1.3.19

Camperdown and Killingworth Farms



Camperdown didn't come into existence until around the 1820s. South of the main road that passes through the villages the lands that Camperdown would later stand on were at one edge of Killingworth township, which was in turn part of Longbenton parish. It was held as part of the barony of Merlay (Morpeth). Land within the township was held and tenemented by many individuals and institutions, the main ones being the Killingworth family.

1373 - A detailed survey (written) was made of Killingworth in this year. The township was divided into fields (more than twenty named) and within each field the various landholders farmed strips, or selions, of land. Fifteen landholders are mentioned as holding tenements in Killingworth and strips of land scattered among the fields. One of the fields mentioned is Dimisdale (Dymmyngesdale). This name survived until the 18th century and can be identified with the lands abutting Burradon Township

1704 - The last male heirs of the Killingworth family, Oliver and Luke, were by this date dead and the lands that they had held in Killingworth were divided out between their sisters: Mehitabel, Deborah, Blandina and Bethseba. Dimisdale was assigned to Mehitabel Killingworth, wife of Thomas Partis.

c. 1737 - Dimisdale farm and other lands in Killingworth were sold to John Williams of the Close Gate glass house.

1763 - John Williams died leaving his Killingworth property to his son, John Williams, who rebuilt Killingworth Hall.

1767 - John Williams sold his land and property in Killingworth to George Colpitts. Colpitts was to pay a land tax of £8 4s. 9d. in this year and again in 1779. This is just short of the figure for Burradon Township. We can therefore calculate that he held about 500 acres

1790 - Elizabeth Harrison, the niece and heiress of George Colpitts, married Henry Utrick Reay of Co. Durham and brought ownership of the lands by marriage to him.

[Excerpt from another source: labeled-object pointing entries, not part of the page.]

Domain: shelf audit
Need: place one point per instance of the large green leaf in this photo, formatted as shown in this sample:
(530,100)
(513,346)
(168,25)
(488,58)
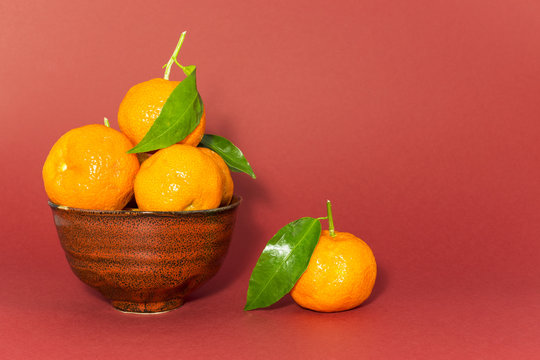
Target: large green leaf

1793 - The common lands of Killingworth Township were enclosed by a parliamentary act. It is possible that some enclosure had taken place previous to this date - Dimisdale Farm could be almost synonymous with Hill Head farm which survived until the 1960s. Each landholder was allocated a tract of land within the township to enclose, where before they would have had scattered strips and closes throughout the township. This land would become an individual farm each one adjoining the village of Killingworth. Henry Utrick Reay was allocated Hill Head farm, although part of this may have been sold shortly afterwards to the Ogle family of Burradon. Thomas Pugh was allocated West House farm which ran to the line where Moor View now occupies. He was also allocated White House farm which covered the west side of Camperdown where the industrial estate now occupies. See the Ownership Map of Killingworth Farms.

1828 Mar.13 - Henry Utrick Reay died in London. His eldest daughter Elizabeth Anne inherited his lands. She married Matthew Bell of Woolsington. They were to live in Killingworth Hall. He served as a member of Parliament.